Jenny Hocking argues that guilt at his betrayal of the privacy of Ellen Wren haunted Hardy for the rest of his life. Hocking claims that Hardy became obsessed with the relationship between truth and literature, a preoccupation that continued throughout his writing life. This idea functions reasonably effectively as a hook on which to hang the biography, but it seems a little too simple to be allowed to pass without interrogation. Surely all writing or narrative is in some sense ‘fiction’, and ‘Truth’ as an absolute value is a slippery and subjective concept? Hocking does not consider this. Nor does she note that Hardy’s continuing struggle with this question was a doomed exercise. All he could sensibly hope to achieve was a self-conscious ethical framework for his writing, which, by and large, he did.

This is a non-judgmental and informative life study: Hardy’s tireless political activism on behalf of the left, his work as a public figure and as a writer, his late career as a media personality, his disastrous private life (his drinking, gambling and serial adulteries), all flesh out the man and his world. I felt real sympathy for his wife, Rosslyn, as Hardy could hardly have been an easy man to live with. He was hopeless with money and prey to sudden infatuations with women. Nonetheless, he must have had charm, small and ugly though he was. I was amazed to discover that Nana Mouskouri was one of his conquests.
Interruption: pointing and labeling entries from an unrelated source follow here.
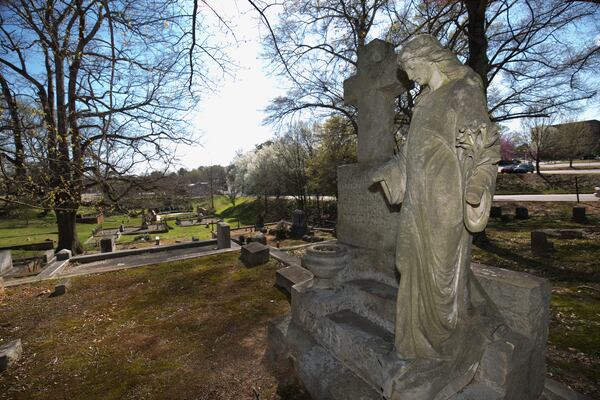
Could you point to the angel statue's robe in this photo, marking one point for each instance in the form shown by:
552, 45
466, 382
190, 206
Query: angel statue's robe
431, 178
According to Ian Turner (admittedly speaking here about the establishment of the Australasian Book Society rather than about his appeal to women), Hardy had attractive qualities: ‘larrikin, big spender, bon viveur, raconteur, lair – Frank was a good salesman.’

I was occasionally disappointed by Hocking’s prose: she consistently uses ‘disinterested’ when she means ‘uninterested’, and other mistakes bypass an automatic spellchecker, which an editor should have picked up (‘canvas’ for ‘canvass’, for example). Notwithstanding this, the book’s real strength is its non-partisan representation of the cultural politics in which Hardy was everlastingly embroiled. I particularly enjoyed the story of Hardy’s dispute with Stephen Murray-Smith over control of Overland, and was fascinated by the detailed account of the fortunes of the CPA. Although this struggle seems to be well and truly over, these are the formative politics of my childhood, the Cold War politics of the Menzies era, the politics that, in a different way, formed John Howard. Today, we can continue to admire Hardy’s prescience and social conscience in his work for the land rights of the Gurindji people, long before this debate was established in the general political consciousness.

Hardy as subject is by no means idealised, but nor is he demonised. As he is represented in this book, he was an unapologetic warrior for the left, and his belief in the direct role of literature in the political struggle was unflagging. Although he came eventually to recognise the terrible crimes of Stalinist politics, Hardy still declared, in an interview given in old age, that ‘literature was about justice, and overthrowing tyranny and fighting against the powers of evil that run capitalism’. This might sound dated, but given the primacy today of ruthless market economics and the passing from public discourse of values driven by a desire for social justice for all, this life of Hardy is a poignant reminder of ideals that are no longer fashionable.